Apache Hadoop Ecosystem Cheat Sheet

Reading Time: 6 minutes

Hadoop is a framework for running applications on large clusters built of commodity hardware. Hadoop is a free, Java-based programming framework that supports the processing of large data sets in a distributed computing environment. Apache Hadoop has been in development for nearly 15 years. The term “Hadoop” refers to the Hadoop ecosystem or collection of additional software packages that can be installed on top of or alongside Hadoop.

  • Open Source
  • Part of Apache group
  • Power of JAVA
  • Supported By Big Web Giant Companies
Hadoop Ecosystem

There are so many add-on libraries on top of Apache Hadoop. You will be a zookeeper, surrounded and overwhelmed by such exotic animals (Pig, Hive, Phoneix, Impala) and funny names such as the Oozie, Tez, and Sqoop. What do Pig, Kangaroo, Eagle, and Phoenix have in common? Hadoop! We got some interesting technologies with curious names in Hadoop ecosystem. Azkaban is bloody wicked. H20 and Sparkling Water compete in the same space. Rethink, Couch, Dynamo, and Gemfire would let you think you just got out positive affirmations seminar. Leaving the bad jokes aside, Hadoop Ecosystem has been growing.  Therefore, I have made this cheat sheet for you to understand the technologies in the Apache Hadoop ecosystem.
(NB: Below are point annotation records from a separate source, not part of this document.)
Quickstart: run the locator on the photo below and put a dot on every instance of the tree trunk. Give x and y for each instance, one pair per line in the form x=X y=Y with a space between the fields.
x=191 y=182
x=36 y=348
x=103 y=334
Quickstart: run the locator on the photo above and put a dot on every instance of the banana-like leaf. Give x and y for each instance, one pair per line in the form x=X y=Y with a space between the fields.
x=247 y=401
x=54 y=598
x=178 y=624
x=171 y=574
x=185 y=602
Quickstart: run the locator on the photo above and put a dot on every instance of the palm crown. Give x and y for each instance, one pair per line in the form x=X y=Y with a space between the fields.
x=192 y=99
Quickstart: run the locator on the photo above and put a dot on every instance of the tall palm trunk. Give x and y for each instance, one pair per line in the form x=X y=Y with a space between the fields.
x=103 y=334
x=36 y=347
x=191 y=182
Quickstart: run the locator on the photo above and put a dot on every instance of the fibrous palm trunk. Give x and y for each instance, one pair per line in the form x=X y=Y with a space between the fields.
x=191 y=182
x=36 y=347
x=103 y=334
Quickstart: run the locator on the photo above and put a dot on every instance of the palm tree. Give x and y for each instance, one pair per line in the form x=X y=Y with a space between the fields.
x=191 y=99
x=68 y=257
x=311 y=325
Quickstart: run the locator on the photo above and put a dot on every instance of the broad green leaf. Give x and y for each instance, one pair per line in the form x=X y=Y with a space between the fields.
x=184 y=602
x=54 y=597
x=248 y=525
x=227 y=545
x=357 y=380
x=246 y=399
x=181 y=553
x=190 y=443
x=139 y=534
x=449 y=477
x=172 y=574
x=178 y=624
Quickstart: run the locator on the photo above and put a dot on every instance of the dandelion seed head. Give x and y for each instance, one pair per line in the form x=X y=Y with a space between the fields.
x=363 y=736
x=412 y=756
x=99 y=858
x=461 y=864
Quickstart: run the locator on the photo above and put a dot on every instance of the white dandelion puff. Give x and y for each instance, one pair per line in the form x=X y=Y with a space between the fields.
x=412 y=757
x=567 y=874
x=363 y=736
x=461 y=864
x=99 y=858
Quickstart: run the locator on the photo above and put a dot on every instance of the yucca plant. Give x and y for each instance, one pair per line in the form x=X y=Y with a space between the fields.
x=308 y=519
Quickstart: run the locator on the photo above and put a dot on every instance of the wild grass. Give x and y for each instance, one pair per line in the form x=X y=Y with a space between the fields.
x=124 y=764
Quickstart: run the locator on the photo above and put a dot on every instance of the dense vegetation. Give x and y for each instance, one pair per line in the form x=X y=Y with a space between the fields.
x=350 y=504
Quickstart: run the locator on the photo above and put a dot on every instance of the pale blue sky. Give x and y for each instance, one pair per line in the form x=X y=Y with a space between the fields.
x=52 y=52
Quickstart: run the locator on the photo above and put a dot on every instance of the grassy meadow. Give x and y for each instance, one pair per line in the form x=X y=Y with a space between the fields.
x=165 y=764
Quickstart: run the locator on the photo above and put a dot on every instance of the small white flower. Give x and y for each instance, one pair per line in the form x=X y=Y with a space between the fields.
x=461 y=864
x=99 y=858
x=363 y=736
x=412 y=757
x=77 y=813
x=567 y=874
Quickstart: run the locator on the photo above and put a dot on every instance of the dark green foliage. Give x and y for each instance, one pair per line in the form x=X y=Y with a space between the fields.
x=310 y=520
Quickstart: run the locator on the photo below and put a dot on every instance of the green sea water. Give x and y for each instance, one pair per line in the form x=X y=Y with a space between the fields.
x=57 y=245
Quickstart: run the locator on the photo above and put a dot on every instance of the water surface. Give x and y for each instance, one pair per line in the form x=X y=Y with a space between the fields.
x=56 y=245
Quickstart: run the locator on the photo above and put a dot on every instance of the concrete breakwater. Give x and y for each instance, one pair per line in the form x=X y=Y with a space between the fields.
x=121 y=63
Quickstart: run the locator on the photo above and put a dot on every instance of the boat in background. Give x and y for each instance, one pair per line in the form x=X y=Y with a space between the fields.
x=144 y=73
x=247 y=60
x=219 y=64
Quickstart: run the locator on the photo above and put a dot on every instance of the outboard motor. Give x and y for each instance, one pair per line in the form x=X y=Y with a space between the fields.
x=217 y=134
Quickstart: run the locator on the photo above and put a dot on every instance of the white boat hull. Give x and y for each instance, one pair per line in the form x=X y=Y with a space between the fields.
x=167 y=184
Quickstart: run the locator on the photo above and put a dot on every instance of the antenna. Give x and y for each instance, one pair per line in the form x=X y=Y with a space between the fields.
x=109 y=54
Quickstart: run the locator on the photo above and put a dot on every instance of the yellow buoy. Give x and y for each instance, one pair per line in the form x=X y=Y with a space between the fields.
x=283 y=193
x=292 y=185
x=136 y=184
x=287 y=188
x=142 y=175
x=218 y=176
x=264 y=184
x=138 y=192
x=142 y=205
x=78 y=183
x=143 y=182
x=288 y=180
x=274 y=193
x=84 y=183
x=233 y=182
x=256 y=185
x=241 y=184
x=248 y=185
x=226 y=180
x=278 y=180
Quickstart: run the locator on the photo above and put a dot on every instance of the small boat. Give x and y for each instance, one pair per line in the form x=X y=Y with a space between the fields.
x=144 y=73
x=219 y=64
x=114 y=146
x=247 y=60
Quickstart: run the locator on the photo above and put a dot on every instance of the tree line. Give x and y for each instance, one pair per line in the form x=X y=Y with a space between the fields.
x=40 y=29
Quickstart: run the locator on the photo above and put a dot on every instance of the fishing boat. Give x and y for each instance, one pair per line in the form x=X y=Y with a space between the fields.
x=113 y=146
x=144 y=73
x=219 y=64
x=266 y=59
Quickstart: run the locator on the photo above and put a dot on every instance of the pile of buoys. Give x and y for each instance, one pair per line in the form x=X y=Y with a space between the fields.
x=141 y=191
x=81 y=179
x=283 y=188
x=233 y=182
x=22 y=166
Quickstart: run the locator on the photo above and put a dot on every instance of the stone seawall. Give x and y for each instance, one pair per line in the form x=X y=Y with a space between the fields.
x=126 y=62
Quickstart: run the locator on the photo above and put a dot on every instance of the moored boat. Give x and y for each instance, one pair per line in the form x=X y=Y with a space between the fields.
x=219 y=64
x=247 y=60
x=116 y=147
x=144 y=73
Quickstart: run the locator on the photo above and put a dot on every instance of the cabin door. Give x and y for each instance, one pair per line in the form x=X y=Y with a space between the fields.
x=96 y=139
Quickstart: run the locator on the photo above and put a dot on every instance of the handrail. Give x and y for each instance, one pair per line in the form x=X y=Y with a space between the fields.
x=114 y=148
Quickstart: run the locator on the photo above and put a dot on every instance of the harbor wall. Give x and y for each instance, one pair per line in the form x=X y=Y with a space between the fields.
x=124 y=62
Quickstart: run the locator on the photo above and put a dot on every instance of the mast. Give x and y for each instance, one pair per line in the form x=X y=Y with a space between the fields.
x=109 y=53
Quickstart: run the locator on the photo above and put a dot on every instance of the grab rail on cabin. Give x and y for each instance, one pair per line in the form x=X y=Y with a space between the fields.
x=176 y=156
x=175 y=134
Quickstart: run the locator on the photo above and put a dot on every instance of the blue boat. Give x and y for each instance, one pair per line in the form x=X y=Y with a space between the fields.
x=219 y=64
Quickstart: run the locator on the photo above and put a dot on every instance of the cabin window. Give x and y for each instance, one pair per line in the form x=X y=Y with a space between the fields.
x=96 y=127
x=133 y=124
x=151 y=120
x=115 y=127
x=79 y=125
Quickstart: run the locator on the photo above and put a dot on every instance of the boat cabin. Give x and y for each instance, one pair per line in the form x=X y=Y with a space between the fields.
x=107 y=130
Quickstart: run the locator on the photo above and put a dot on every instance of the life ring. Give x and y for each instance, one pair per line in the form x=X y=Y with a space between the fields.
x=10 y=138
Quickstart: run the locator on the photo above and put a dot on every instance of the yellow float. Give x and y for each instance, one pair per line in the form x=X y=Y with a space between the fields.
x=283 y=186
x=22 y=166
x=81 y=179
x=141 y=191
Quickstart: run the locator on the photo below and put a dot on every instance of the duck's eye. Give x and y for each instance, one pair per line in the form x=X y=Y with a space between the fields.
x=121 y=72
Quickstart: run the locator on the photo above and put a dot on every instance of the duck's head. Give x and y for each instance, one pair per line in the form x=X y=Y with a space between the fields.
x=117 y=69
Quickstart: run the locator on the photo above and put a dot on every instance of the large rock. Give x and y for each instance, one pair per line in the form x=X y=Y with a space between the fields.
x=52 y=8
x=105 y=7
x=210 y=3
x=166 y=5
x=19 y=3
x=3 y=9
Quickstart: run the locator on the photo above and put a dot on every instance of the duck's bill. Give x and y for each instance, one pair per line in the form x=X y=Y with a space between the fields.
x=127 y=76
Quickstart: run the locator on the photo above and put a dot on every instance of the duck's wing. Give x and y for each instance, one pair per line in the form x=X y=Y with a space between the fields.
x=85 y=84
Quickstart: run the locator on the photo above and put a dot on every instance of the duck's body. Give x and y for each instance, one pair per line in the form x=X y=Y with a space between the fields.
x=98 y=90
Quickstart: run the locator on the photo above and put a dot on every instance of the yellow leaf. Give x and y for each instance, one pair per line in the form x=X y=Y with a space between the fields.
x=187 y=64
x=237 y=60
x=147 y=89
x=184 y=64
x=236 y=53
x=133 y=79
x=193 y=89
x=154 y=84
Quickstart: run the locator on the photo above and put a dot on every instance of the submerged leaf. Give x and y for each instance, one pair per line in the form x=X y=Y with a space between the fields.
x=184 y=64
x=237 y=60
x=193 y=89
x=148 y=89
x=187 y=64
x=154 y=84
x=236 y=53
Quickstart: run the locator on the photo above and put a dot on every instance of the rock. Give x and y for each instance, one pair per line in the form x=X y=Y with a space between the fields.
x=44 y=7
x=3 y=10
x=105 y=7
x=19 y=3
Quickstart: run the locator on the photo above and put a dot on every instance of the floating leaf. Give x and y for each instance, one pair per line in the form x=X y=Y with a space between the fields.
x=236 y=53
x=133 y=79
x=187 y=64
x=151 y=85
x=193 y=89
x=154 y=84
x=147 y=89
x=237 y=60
Hadoop Ecosystem interactions

The Apache Hadoop project consists of the following key parts:

  1. Hadoop Common: The common utilities that support the other Hadoop modules.
  2. Hadoop Distributed File System (HDFSTM): A distributed file system that provides high-throughput access to application data.
  3. Hadoop YARN: A framework for job scheduling and cluster resource management.
  4. Hadoop MapReduce: A YARN-based system for parallel processing of large data sets.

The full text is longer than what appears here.